By Aram Arkun
HAMILTON, N.Y. – Peter Balakian won the Pulitzer Prize for poetry in April of this year, and the reaction has been overwhelming for him. The prolific author of non-fiction and poetry, a professor and chair holder at Colgate University, won the prize for his most recent collection of poems, titled Ozone Journal.
Balakian was not expecting such an award. This was in part because, unlike other prizes, the Pulitzer has a very tightly controlled process preventing leaks. Last week, he said, “It came out of the blue for me. My publisher knew nothing. I knew nothing. When I started getting text messages around 3:30 Central Time, because I was at the University of Illinois central campus, I didn’t know what people were texting about. I was actually texting back question marks. I thought to myself something nice must have happened. I won a grant or something. The last thing on my mind was the world of prizes.”

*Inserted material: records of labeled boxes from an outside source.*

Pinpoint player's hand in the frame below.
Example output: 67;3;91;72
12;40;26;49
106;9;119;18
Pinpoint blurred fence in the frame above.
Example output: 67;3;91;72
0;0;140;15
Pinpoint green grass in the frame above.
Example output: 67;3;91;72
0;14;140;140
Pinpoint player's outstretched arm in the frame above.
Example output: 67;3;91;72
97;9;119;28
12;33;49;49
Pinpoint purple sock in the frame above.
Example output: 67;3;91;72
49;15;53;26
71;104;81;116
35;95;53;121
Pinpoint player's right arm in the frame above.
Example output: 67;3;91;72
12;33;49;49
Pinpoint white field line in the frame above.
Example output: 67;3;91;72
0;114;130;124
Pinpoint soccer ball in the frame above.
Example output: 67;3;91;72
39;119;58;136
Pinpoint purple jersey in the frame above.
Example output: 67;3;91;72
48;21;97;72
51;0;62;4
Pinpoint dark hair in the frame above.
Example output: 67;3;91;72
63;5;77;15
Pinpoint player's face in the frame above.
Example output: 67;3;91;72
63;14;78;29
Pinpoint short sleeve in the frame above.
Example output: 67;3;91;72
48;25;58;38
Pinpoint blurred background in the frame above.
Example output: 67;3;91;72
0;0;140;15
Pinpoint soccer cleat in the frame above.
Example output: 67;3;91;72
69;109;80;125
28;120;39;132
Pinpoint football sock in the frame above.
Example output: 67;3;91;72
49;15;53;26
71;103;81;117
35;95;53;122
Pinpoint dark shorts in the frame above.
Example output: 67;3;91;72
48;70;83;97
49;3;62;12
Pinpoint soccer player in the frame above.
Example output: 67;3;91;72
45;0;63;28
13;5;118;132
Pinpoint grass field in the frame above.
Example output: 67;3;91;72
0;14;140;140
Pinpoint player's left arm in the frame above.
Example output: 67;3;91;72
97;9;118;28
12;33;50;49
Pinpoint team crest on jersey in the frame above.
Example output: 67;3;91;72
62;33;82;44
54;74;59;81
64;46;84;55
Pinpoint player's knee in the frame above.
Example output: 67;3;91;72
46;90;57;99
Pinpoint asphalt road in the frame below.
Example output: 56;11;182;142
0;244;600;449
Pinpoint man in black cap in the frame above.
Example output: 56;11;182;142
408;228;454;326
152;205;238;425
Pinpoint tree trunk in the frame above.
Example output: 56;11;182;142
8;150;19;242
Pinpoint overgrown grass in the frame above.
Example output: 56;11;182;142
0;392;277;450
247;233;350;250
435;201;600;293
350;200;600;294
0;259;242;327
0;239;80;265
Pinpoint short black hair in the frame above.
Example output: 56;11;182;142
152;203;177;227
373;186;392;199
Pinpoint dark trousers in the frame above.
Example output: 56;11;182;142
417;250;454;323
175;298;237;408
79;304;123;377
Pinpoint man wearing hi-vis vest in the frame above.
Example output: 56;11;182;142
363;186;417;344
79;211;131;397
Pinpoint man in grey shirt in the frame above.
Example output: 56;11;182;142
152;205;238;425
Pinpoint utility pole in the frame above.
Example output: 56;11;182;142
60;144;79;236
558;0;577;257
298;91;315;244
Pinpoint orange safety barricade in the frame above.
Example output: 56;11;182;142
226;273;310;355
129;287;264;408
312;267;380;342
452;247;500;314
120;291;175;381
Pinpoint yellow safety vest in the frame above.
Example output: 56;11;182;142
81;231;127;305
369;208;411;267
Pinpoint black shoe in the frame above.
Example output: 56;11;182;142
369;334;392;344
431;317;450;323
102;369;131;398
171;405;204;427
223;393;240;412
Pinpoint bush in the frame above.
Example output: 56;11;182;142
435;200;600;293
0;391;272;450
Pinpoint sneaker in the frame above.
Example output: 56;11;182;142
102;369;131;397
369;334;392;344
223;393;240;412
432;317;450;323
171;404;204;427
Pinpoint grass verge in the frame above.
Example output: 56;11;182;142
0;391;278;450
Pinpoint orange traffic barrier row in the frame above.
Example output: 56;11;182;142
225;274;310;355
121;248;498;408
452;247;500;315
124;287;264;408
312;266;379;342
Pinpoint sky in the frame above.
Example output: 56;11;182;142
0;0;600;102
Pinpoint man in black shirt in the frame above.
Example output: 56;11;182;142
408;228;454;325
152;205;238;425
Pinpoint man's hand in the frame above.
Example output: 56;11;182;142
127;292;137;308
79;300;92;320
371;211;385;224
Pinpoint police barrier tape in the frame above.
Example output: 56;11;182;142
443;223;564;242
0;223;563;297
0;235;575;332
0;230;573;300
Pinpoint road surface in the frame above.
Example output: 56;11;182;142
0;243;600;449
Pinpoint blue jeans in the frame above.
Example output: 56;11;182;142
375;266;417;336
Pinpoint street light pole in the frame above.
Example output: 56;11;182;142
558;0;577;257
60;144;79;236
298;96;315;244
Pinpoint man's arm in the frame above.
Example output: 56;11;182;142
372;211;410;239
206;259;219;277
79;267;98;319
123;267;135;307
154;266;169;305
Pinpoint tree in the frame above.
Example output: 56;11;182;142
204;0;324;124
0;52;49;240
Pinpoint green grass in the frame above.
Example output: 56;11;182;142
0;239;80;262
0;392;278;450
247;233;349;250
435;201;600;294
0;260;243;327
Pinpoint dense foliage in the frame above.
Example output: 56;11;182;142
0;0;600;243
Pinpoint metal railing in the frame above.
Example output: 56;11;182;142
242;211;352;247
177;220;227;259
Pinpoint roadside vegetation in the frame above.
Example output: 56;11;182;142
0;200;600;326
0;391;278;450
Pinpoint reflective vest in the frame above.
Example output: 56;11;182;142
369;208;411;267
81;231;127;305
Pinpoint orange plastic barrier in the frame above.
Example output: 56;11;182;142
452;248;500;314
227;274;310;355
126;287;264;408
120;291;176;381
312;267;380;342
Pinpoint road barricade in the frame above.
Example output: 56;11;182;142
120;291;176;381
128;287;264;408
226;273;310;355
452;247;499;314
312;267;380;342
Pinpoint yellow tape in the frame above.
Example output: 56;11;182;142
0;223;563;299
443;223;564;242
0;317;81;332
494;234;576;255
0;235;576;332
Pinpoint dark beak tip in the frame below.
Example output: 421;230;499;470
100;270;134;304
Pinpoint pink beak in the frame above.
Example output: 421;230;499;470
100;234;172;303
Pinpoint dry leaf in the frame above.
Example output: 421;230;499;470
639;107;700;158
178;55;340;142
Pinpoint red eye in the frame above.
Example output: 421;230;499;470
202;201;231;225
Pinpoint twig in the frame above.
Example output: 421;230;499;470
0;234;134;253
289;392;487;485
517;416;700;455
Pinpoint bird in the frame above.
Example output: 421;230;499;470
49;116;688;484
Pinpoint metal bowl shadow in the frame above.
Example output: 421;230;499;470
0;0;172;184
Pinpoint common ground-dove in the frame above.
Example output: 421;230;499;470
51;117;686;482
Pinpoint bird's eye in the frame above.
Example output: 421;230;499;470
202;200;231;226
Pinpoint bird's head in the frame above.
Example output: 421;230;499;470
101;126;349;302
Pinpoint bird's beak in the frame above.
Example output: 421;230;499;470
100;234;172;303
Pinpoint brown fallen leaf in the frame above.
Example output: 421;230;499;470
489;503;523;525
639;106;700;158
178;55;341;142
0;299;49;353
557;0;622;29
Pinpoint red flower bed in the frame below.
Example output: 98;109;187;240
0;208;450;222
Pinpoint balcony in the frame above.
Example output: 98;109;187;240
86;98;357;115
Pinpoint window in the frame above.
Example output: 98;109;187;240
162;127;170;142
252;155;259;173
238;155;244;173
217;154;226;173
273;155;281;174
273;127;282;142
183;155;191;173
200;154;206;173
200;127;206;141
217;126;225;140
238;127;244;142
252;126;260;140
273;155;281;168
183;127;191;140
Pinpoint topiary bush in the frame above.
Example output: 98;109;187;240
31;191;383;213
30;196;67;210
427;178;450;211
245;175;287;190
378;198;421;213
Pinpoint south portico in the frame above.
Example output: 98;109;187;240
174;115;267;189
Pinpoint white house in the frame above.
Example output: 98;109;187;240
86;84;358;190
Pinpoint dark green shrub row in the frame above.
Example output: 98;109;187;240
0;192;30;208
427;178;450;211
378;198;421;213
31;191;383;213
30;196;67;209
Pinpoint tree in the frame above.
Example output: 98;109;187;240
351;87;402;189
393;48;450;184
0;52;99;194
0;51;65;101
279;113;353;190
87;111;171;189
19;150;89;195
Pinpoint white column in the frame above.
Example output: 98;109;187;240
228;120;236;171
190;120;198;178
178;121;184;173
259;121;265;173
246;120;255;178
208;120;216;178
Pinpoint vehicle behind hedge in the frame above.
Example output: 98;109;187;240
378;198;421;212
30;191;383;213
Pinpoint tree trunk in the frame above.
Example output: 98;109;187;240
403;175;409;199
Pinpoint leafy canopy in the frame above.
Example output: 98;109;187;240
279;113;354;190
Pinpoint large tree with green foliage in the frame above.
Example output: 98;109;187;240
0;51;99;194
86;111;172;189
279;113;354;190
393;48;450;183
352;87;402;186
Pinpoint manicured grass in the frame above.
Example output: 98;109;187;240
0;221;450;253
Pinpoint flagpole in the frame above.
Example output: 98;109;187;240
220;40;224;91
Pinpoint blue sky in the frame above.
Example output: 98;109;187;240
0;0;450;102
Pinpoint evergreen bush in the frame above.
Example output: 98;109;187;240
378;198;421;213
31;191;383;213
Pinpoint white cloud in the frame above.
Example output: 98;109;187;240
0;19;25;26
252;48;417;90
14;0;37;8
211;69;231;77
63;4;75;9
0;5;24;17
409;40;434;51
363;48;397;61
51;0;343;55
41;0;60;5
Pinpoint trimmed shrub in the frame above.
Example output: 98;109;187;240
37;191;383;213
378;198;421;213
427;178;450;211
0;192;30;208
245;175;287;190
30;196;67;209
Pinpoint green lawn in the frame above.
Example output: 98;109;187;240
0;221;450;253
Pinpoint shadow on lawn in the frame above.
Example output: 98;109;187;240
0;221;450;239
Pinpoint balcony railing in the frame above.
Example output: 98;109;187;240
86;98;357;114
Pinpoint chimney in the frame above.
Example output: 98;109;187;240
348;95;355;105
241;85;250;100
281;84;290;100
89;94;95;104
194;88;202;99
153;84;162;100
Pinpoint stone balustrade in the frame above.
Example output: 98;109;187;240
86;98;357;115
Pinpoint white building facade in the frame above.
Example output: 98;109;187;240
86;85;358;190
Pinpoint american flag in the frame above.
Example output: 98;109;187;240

The Pulitzer is America’s most prestigious prize for artistic and intellectual achievement. It includes a monetary award of $10,000, but it is the recognition and attention that it brings which is most important. Balakian reflected, “I think prizes don’t affect your work. You are just so happy to be at your desk continuing your work.” On the other hand, he said, “It does amplify one’s visibility. It is valuable for me as a writer in a non-commercial art — poetry. If the prizes bring attention in general to the more complex lyric arts, that is a good thing for society. I think American society needs to be more plugged into poetry and the other lyric arts.”
The reaction has been so great for Balakian that it will take him some weeks to respond to the hundreds of messages from around the world that he has received within the span of one week. Armenians in Armenia and many other countries have written expressing how heartening it is that the voice of an Armenian is being recognized, especially in this period of particular tension over Artsakh.